David W. Bonser

The "spectacular" David Bonser is known to peers as an "extremely experienced real estate securities partner." His clients, private and public real estate companies, turn to him for corporate, securities, and partnership transactional counsel, on matters such as IPOs, offerings, and governance.

Chambers USA 2018

David Bonser heads the firm's Equity and U.S. Debt Capital Markets Practice Group and co-heads the firm’s Corporate Practice Group in the Americas. He has advised public and private companies on corporate, securities, and partnership transactions for more than 30 years. He has advised issuers and underwriters in more than 100 public and private capital-raising transactions, with a particular focus on helping real estate companies raise capital.

In his public company capital markets practice, David guides companies through complex initial public offerings (IPOs), helping them raise equity and debt capital as public companies, and providing general securities law and governance advice once they are public. In his private capital markets practice, he advises clients on private placements and private equity fund formations.

David also has broad experience in public and private mergers and acquisitions (M&A) and joint ventures for real estate companies, serving as the primary counsel in numerous high-profile transactions over the past 15 years. He has represented buyers, sellers (including special committees of public company boards), partners, and financial advisors.

David has been focusing on real estate investment trust (REITs) since before they were cool; he has been at the forefront of the REIT industry since it took off in the early 1990s. He has served as counsel to issuers and underwriters for dozens of public company REITs. He is a regular speaker at industry events, and has been ranked for years in Tier 1 for REITs in both Chambers and Legal 500.

Awards and recognitions

2007-2019

REITs (Nationwide)
Chambers USA

2008-2019

Real Estate: Real Estate Investment Trusts (REITs), Leading Lawyer
Legal 500 US

2011-2019

Finance: Capital Markets: Debt Offerings/ Advice to Issuers
Legal 500 US

2012-2019

Finance: Capital Markets: Equity Offerings
Legal 500 US

2017-2019

Real Estate
Legal 500 US

2018-2019

M&A/Corporate and Commercial: M&A: Large Deals ($1bn+)
Legal 500 US

2019

M&A/Corporate and Commercial: Shareholder Activism: Advice to Boards
Legal 500 US

Education and admissions

Education

J.D., The University of Texas School of Law, with honors, 1987

B.A., Duke University, cum laude, 1984

Memberships

Member, American Bar Association

Member, National Association of Real Estate Investment Trusts

Bar admissions and qualifications

District of Columbia

Representative experience

Represented The JBG Companies in its US$10bn merger and spin-off transaction with Vornado Realty Trust to create JBG SMITH Properties.

Represented Colony NorthStar in its $US5.5bn tri-party merger transaction with NorthStar Real Estate Income Trust, Inc. and NorthStar Real Estate Income II, Inc.

Represented The Special Committee of the Board of Directors of Phillips Edison Grocery Center REIT II, Inc. in its $US8.6bn merger transaction with Phillips Edison & Company, Inc.

Represented Bell Partners Inc. in the formation of three real estate investment funds raising more than US$1.2bn.

Represented Bank of America Merrill Lynch, Morgan Stanley, and other underwriters as underwriters' counsel in the US$250m IPO by Hudson Pacific Properties.

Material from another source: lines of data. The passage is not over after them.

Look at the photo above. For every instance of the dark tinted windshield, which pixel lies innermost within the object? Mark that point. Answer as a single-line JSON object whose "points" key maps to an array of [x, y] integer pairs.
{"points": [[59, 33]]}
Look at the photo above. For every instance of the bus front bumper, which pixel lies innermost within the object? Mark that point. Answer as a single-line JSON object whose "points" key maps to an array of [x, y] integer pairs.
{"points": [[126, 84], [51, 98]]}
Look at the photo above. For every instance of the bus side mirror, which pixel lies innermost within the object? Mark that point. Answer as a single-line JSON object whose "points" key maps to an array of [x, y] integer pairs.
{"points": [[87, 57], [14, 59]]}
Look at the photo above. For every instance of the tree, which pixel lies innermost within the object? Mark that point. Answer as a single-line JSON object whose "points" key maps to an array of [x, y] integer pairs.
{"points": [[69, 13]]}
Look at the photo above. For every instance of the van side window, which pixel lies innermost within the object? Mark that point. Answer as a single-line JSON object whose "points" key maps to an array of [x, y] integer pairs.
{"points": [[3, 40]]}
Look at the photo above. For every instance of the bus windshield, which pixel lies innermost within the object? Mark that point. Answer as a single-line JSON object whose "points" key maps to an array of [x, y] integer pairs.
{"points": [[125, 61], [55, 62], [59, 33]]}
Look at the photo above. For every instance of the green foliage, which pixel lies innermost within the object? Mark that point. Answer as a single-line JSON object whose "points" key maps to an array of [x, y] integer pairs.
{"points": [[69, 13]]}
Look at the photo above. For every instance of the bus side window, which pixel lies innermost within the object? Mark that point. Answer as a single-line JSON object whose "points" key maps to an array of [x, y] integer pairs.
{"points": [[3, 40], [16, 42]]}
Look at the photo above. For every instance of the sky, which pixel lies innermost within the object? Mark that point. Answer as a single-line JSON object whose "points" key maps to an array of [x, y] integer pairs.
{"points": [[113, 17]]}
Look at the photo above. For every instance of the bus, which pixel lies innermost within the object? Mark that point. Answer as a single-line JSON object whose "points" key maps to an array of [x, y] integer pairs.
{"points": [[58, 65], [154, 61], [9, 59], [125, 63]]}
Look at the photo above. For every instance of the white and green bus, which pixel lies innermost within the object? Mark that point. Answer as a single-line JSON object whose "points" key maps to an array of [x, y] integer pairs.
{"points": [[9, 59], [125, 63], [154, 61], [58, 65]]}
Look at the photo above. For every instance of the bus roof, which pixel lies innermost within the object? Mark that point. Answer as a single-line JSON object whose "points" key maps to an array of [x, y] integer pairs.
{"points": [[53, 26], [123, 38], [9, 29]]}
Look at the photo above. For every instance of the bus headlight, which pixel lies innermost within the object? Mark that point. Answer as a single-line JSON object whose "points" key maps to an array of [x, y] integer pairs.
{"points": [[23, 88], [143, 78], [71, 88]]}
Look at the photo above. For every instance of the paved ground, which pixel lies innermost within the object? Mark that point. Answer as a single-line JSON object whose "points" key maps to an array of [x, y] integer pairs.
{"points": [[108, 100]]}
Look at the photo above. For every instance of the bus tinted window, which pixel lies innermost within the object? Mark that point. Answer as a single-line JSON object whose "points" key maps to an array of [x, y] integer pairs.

Represented QTS Realty Trust in its US$300m IPO and multiple subsequent follow-on common stock, preferred stock, and debt offerings.

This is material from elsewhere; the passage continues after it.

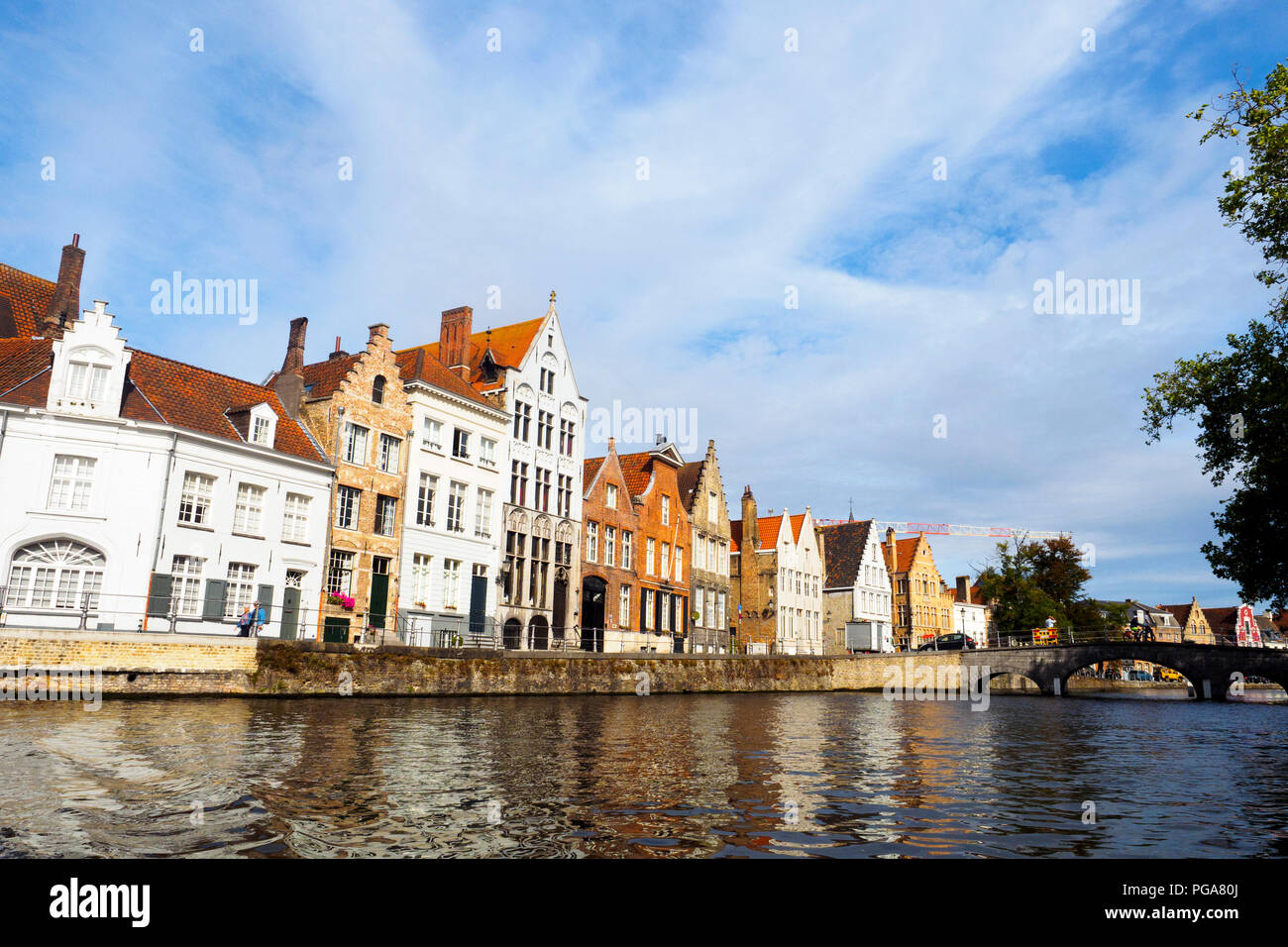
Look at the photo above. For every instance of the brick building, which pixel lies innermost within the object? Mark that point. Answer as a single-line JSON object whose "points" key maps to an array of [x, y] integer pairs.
{"points": [[703, 497], [922, 607], [661, 545], [356, 407]]}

Represented RLJ Lodging Trust in its merger transaction with FelCor Lodging Trust, creating one of the largest lodging REITs with a combined enterprise value of US$7bn.

Represented Industrial Income Trust in its US$6.4bn sale to Global Logistic Properties.

Represented Kite Realty Group Trust in its US$2.1bn acquisition of Inland Diversified Real Estate Trust.

Represented RLJ Lodging Trust in its US$570m IPO and multiple subsequent follow-on common stock offerings.

Represented JP Morgan, Citigroup, and other underwriters as underwriters' counsel in the US$300m IPO by Retail Properties of America.